Court reporting has quietly substituted one value for another.
Not accuracy.
Not fairness.
Not fidelity.
Risk management.
And then it pretended the substitution was ethics.
How This Swap Happened
Risk management answers one question:
How do we reduce exposure if something goes wrong?
Ethics answers a different one:
What does the record require in order to be trustworthy?
Those questions overlap sometimes.
They are not the same.
But over time, agency guidance blurred the line — until reporters were taught to believe that whatever reduced liability must also be the most ethical choice.
It isn’t.
Blanket Rules Are Not Principles
“Don’t delete words.”
“Don’t clean anything up.”
“Write exactly what was said.”
These are not ethical principles.
They are insurance policies.
They exist because:
nuance is hard to defend
judgment invites scrutiny
absolutes simplify blame
So institutions replace thinking with prohibitions.

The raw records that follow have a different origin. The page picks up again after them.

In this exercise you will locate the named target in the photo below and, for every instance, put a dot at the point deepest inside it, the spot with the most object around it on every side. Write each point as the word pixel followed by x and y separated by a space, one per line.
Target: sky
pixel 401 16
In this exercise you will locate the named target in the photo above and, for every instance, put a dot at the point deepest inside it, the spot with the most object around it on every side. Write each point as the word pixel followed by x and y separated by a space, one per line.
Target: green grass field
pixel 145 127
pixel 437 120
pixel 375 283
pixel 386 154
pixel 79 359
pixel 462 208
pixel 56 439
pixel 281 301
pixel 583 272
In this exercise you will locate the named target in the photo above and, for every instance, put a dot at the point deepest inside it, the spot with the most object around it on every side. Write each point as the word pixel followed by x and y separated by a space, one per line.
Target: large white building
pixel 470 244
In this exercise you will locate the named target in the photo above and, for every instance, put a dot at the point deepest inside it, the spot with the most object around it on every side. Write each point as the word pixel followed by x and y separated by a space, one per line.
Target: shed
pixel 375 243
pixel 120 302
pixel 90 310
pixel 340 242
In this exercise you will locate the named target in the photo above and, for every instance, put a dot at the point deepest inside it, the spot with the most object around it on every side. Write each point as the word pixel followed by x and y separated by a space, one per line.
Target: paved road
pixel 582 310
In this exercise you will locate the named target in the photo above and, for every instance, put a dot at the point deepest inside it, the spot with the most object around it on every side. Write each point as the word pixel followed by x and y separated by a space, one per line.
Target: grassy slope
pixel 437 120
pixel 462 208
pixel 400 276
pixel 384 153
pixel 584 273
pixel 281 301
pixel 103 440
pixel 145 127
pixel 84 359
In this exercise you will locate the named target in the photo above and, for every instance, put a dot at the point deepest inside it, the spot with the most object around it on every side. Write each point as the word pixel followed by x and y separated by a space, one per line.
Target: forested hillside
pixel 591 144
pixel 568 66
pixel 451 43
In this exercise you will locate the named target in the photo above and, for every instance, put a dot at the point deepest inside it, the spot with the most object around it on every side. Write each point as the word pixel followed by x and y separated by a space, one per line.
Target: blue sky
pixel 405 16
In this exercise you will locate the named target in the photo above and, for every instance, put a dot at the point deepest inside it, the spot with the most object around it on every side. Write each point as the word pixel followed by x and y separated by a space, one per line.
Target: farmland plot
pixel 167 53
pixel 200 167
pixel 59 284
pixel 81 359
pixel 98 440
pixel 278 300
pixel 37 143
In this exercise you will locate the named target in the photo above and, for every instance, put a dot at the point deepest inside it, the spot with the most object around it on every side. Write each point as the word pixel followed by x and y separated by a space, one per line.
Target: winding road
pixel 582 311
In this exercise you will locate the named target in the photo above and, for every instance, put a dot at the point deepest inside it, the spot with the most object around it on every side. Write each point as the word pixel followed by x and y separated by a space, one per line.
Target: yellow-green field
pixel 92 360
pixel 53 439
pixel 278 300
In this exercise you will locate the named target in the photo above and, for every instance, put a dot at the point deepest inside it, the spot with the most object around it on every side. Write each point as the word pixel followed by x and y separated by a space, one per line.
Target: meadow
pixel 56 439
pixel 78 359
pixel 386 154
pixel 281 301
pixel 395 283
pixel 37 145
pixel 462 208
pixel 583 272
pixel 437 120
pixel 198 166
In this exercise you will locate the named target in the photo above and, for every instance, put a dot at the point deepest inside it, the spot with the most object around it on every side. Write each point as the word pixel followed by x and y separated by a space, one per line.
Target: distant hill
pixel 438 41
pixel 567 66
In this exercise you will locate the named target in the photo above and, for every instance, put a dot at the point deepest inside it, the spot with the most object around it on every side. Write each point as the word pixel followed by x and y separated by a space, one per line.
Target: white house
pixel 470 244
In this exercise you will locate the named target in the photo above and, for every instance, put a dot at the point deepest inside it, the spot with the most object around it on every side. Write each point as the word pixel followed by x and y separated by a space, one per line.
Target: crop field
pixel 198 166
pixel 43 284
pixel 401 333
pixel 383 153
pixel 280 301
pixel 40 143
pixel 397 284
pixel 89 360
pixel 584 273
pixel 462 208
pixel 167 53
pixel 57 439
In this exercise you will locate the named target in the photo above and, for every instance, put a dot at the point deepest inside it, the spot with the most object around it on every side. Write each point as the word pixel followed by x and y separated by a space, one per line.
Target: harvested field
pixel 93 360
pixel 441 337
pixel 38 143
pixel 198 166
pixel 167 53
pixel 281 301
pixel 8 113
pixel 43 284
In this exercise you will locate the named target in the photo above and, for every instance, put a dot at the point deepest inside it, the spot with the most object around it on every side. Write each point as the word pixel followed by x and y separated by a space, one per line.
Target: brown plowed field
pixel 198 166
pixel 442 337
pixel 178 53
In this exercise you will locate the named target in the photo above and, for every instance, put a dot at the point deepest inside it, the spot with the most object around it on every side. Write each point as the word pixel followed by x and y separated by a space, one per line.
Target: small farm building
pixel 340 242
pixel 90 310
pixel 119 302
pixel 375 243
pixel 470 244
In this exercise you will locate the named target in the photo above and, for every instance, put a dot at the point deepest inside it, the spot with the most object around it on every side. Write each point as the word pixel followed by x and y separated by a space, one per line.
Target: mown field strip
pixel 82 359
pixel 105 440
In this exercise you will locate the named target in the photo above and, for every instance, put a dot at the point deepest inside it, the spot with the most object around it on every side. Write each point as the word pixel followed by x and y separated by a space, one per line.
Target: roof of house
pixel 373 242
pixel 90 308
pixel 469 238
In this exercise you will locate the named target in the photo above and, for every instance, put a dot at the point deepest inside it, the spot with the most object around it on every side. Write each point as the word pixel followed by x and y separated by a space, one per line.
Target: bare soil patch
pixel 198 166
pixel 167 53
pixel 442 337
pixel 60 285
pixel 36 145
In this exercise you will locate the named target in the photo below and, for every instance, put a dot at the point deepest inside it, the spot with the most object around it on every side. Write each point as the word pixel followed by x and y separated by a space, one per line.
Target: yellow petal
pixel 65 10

That does not elevate ethics.
It removes them from the conversation.
Why Agencies Prefer This Model
An agency that teaches judgment must also accept responsibility for it.
An agency that teaches fear can always say:
We told the reporter not to change anything.
That sentence is legally useful.
It is not ethically sufficient.
Risk management optimizes for defensibility after failure, not integrity before it.
What Reporters Are Left Holding
When risk management masquerades as ethics, reporters inherit the consequences:
They over-record to avoid accusation
They preserve noise to avoid omission
They encode tone while claiming neutrality
They deliver clutter and call it fidelity
They are not acting unprofessionally.
They are acting exactly as they were trained.
Ethics Cannot Be Outsourced
Ethics requires:
discernment
proportionality
accountability
explanation
Risk management requires:
rules
consistency
distance
denial of involvement
A profession that confuses the two ends up with:
reporters afraid to think
agencies unwilling to guide
records that are technically complete and functionally distorted
No policy manual can replace judgment.
It can only suppress it.
The Lie of “Just in Case”
Risk-based guidance always sounds reasonable:
“Just in case someone complains.”
“Just in case it gets appealed.”
“Just in case it’s scrutinized.”
But “just in case” thinking leads to maximal inclusion, not maximal fidelity.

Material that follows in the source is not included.